According to U.S. News and World Report, what we expel into the air is downright disgusting. Research from the Massachusetts Institute of Technology (MIT) shows that when we sneeze we release liquids that first balloon and then break into longer pieces.

Using slow-motion photography, scientists observed this process. What is even worse is how these longer pieces then break down even further to create a fine mist of bacteria.

Dr. Lydia Bourouiba, assistant processor and current head of the Disease Transmission and Fluid Dynamics Laboratory, led the study.

"What we saw was surprising in many ways," said Bourouiba. "We expected to see droplets coming out fully formed from the respiratory tract. It turns out that's not the case at all."

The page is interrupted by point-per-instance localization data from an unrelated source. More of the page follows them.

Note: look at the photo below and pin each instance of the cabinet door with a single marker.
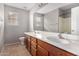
(41, 51)
(29, 44)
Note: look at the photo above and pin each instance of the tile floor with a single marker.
(15, 50)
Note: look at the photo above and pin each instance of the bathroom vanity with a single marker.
(39, 45)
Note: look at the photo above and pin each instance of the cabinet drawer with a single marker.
(41, 51)
(28, 46)
(33, 44)
(33, 39)
(33, 51)
(53, 50)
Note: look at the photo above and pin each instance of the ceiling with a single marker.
(51, 7)
(45, 9)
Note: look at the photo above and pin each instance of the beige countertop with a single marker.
(70, 46)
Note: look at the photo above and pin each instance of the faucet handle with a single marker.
(60, 36)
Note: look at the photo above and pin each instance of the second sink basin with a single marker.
(55, 39)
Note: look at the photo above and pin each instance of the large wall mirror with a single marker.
(63, 20)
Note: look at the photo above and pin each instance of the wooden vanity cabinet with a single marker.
(41, 51)
(33, 46)
(53, 50)
(38, 47)
(29, 44)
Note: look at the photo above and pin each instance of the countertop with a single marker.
(72, 47)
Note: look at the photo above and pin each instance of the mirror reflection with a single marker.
(63, 20)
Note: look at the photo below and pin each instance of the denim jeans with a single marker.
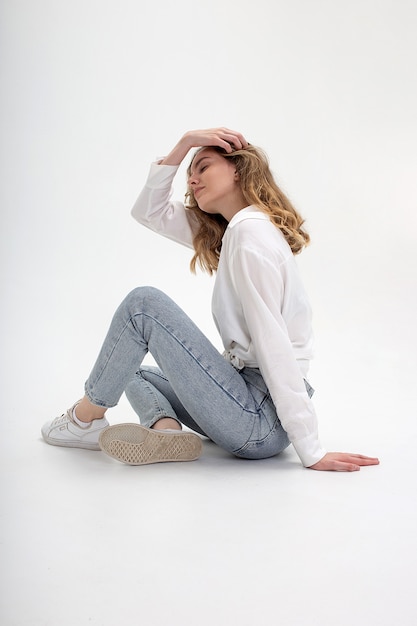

As gross as it sounds to sit and watch people sneeze, this research is vital when it comes to combating the spread of illness. Bourouiba added that observing just how our sneezes travel through the air can help create a map that lays out how illnesses spread. It can even help identify those who are more likely to pass the illness onto others, or "super-spreaders."

Currently there is a separate room at MIT where Bourouiba and other scientists are observing how sneezes and coughs spread illness. It is here that this study will continue, as Bourouiba has made it her mission to crack the code behind the common cold and influenza.

"In the coming year, at different cold and influenza seasons, we will be recruiting human subjects whom we can work with to see them in infection and in health," she said.

Further information has been published in the most recent edition of Experiments in Fluids.